Visualization of synaptic vesicle movement in intact synaptic boutons using fluorescence fluctuation spectroscopy

Randolf Jordan 1, Edward A Lemke 1 and Jurgen Klingauf 1*

1 Max-Planck Institute for Biophysical Chemistry

* To whom correspondence should be addressed. E-mail: jklinga{at}gwdg.de.
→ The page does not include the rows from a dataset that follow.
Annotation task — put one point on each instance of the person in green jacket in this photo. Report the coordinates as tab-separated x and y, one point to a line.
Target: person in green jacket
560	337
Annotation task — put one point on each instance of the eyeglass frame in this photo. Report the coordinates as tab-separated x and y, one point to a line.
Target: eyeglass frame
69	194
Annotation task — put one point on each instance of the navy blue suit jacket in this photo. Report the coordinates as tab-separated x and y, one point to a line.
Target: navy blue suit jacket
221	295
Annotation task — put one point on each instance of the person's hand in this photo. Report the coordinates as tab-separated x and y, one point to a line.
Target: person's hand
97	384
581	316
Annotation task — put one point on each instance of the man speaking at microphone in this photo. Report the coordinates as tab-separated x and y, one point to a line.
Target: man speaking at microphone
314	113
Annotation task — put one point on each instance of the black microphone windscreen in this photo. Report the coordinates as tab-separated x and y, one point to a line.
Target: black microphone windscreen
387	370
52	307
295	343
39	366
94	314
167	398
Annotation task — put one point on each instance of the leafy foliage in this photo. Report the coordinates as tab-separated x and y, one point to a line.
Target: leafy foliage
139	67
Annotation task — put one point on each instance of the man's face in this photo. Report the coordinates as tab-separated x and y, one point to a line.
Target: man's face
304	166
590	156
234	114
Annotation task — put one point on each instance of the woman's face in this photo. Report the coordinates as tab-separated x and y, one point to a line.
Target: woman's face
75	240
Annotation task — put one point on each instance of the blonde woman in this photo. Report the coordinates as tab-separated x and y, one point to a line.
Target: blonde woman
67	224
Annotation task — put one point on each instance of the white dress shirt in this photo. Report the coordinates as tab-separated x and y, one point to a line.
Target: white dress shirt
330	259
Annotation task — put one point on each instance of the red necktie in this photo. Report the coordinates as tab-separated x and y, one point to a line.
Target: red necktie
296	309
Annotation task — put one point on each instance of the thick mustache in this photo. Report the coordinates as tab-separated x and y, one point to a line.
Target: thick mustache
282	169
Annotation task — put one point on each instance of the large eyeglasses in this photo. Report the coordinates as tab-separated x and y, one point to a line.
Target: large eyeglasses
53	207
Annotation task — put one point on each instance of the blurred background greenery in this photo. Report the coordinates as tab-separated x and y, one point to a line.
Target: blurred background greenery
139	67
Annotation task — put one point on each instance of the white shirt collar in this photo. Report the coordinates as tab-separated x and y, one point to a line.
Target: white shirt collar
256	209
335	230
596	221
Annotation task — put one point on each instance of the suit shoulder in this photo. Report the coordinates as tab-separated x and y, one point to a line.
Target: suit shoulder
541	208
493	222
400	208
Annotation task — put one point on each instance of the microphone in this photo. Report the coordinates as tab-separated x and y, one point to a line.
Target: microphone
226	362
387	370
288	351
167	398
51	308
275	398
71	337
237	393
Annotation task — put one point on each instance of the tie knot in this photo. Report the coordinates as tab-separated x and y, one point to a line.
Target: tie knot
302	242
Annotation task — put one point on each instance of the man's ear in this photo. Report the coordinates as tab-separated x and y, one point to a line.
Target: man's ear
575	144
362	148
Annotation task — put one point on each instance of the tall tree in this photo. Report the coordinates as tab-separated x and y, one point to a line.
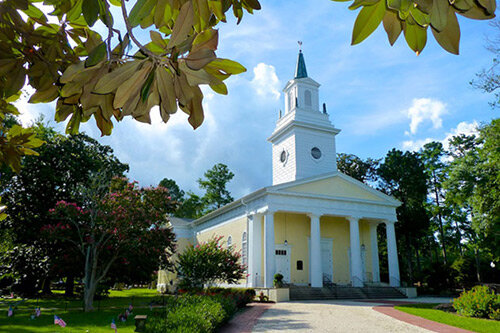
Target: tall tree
460	187
432	155
352	165
402	175
65	166
110	226
214	184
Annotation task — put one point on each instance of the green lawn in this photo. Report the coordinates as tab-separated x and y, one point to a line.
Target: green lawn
473	324
77	320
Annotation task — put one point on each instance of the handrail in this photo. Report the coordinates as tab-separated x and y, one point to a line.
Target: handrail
357	279
394	281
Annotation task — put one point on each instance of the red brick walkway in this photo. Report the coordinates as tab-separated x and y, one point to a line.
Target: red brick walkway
415	320
245	321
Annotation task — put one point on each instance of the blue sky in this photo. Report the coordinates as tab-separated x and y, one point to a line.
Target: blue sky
382	97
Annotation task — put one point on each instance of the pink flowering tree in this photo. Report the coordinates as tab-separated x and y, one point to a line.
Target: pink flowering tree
209	263
114	225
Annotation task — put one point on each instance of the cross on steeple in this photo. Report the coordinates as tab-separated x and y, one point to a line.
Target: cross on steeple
300	71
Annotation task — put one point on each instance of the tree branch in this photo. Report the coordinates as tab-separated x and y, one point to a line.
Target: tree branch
132	37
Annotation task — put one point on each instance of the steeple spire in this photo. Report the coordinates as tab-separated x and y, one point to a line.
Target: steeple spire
300	71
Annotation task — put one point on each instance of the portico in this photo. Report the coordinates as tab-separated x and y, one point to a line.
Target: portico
306	239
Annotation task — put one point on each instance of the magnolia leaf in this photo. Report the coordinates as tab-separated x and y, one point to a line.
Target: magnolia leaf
227	66
394	4
220	88
165	85
463	5
367	21
449	37
425	5
439	14
416	37
15	81
420	17
392	26
131	87
182	26
112	80
157	39
207	39
90	11
477	13
97	55
358	3
489	5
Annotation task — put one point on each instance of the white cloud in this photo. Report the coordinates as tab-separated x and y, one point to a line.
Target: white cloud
462	128
426	109
265	81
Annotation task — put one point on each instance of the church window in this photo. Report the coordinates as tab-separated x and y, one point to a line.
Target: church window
307	98
316	153
283	156
244	248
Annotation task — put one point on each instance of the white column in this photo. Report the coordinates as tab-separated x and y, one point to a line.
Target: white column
254	250
374	250
316	269
356	269
269	251
392	254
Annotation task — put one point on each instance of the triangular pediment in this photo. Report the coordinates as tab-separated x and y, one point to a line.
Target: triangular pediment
336	185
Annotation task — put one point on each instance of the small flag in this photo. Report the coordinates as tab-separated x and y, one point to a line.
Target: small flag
59	321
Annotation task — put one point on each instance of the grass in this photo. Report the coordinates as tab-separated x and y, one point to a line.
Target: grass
77	321
473	324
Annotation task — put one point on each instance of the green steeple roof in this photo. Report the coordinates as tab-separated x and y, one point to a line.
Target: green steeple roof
300	71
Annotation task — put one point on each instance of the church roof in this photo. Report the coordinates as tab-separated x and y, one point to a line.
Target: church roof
301	71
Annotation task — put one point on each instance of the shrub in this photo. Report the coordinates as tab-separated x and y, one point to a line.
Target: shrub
192	313
480	302
208	263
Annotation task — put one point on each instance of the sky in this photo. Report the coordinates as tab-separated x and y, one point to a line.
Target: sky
381	97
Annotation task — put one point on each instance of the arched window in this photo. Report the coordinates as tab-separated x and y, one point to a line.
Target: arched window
244	249
307	98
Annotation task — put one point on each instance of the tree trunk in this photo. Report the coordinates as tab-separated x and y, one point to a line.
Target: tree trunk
46	287
441	230
409	258
70	285
478	269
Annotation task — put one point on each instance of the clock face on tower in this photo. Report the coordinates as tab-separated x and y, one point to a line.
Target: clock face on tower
316	153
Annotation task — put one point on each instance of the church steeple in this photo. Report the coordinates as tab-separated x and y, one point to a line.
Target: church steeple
300	71
304	138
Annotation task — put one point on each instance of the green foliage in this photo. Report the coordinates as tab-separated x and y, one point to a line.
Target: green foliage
362	170
209	262
202	314
415	17
427	311
479	302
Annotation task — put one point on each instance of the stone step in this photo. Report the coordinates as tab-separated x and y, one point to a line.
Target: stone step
336	292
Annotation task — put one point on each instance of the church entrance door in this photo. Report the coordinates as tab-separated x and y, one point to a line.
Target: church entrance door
283	261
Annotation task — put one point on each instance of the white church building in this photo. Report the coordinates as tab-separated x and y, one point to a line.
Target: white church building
314	224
Submitted on February 23, 2005
Revised on April 15, 2005
Accepted on 7 June 2005


   Abstract
Not much is known about the mobility of synaptic vesicles inside small synapses of the central nervous system, reflecting a lack of methods for visualizing these dynamics. We adapted confocal spot detection with fluctuation analysis to monitor the mobility of fluorescently labeled synaptic vesicles inside individual boutons of cultured hippocampal neurons. Using Monte-Carlo simulations we were able to propose a simple quantitative model that can quantitatively describe vesicle mobility in small hippocampal boutons under resting conditions and different pharmacological treatments. We find that vesicle mobility in a time window of 20 s is best described by caged diffusion (D ~ 5 10-5 ìm2/s, cage radii of ~50 nm). Mobility can be up-regulated by phosphatase blockage and increased further by actin disruption in a dose-dependent manner. Inhibition of the myosin light chain kinase (MLCK) slowed down vesicle mobility 10-fold, while other kinases like PKC, PKA and CaMKII do not affect mobility in unstimulated boutons.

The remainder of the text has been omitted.